Comment regardez-vous le management à partir du travail ?

Les différentes formes d’expression du mal-être (suicide, stress, absentéisme, désengagement, etc.) ont généré des critiques à l’égard du management contemporain. Ces critiques vont de la dénonciation de la financiarisation de l’économie à la stigmatisation de comportements managériaux inadaptés. Avec notre approche par le management du travail, nous nous sommes surtout intéressés au rapport entre le management - perçu comme un système et un ensemble de pratiques - et les conditions de réalisation du travail. De nouveaux cadres d’analyse et d’action sont nécessaires pour se représenter ce rapport. Il s’agit, notamment, d’examiner la capacité du management à apporter les ressources nécessaires à la réalisation d’un travail susceptible de répondre à la fois à des enjeux d’efficacité productive, de préservation de la santé et de développement des personnes. Cette approche globale vise ainsi à présenter une alternative crédible aux modes d’organisation et de management qui tendent à étouffer la subjectivité du travail et à limiter les régulations opérées par les acteurs sur le terrain.

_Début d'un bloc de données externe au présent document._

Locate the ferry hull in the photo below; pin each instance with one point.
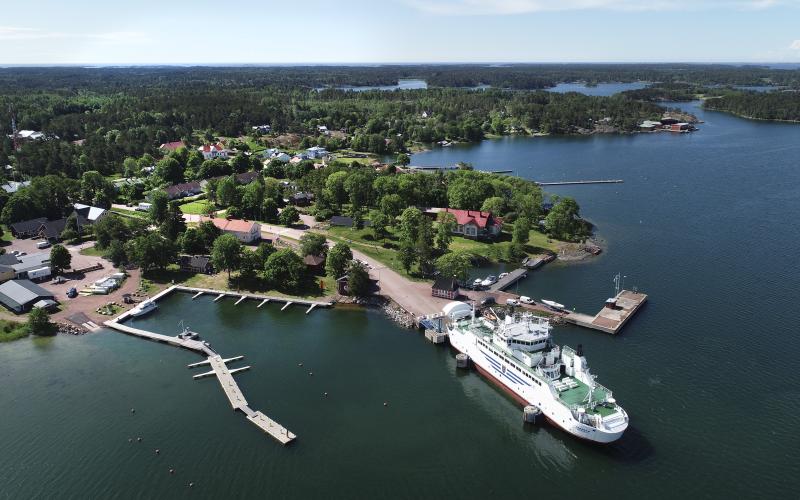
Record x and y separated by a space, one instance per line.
558 416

Comment voyez-vous le rôle et la formation du manager ?

Du fait de sa position charnière, le manager doit articuler des logiques contradictoires, leur donner du sens, les intégrer au sein d’un cap flexible en fonction des pressions subies et des ressources disponibles pour résister à ces pressions et tenter de concilier l’inconciliable. La valeur ajoutée du manager dépend de sa capacité à remplir pleinement ce rôle de médiation et à pouvoir assurer son travail d’organisation du travail. Un travail qui s’inscrit dans une dynamique d’échange et de négociation entre différents acteurs, en particulier ceux en charge de concevoir et d’organiser l’activité et ceux en charge de la réaliser. Pour ce faire, il convient de repenser le contenu et les modalités de la formation managériale en allant sur le registre du travail et en favorisant le développement d’un manager critique. Il s’agit aussi de laisser davantage de marges de manœuvres à ce dernier et à son équipe en rapprochant le pouvoir de décision du travail. Plus globalement, les modes d’organisation et les systèmes de management doivent prendre en compte le travail et soutenir l’activité des managers.

Comment cette proposition est-elle reçue dans les entreprises ?

Si pour certaines entreprises, le modèle du management du travail vient éclairer et consolider des aspirations ou pratiques qui s’inscrivent déjà dans cette perspective, pour d’autres c’est un changement de cap radical et elles ont besoin de faire l’expérience des vertus de notre approche. L’analyse du travail des managers est, pour nous, une porte d’entrée pertinente pour convaincre les directions de revoir leurs modes de fonctionnement. Elle rend visible tout ce qui tend à limiter le travail de management de leur personnel d’encadrement et met en évidence les régulations et arrangements opérés pour favoriser bien-être et efficacité au quotidien. Dans de nombreux cas, la stratégie consiste aussi à s’appuyer sur des projets de changement en analysant leur impact sur le travail. Enfin, les démarches de prévention des risques psychosociaux ou de développement de la qualité de vie au travail sont, pour le réseau de l’Anact, des champs d’action privilégiés pour interroger les pratiques managériales de l’entreprise et leur propension à jouer pleinement leur rôle de régulation du travail.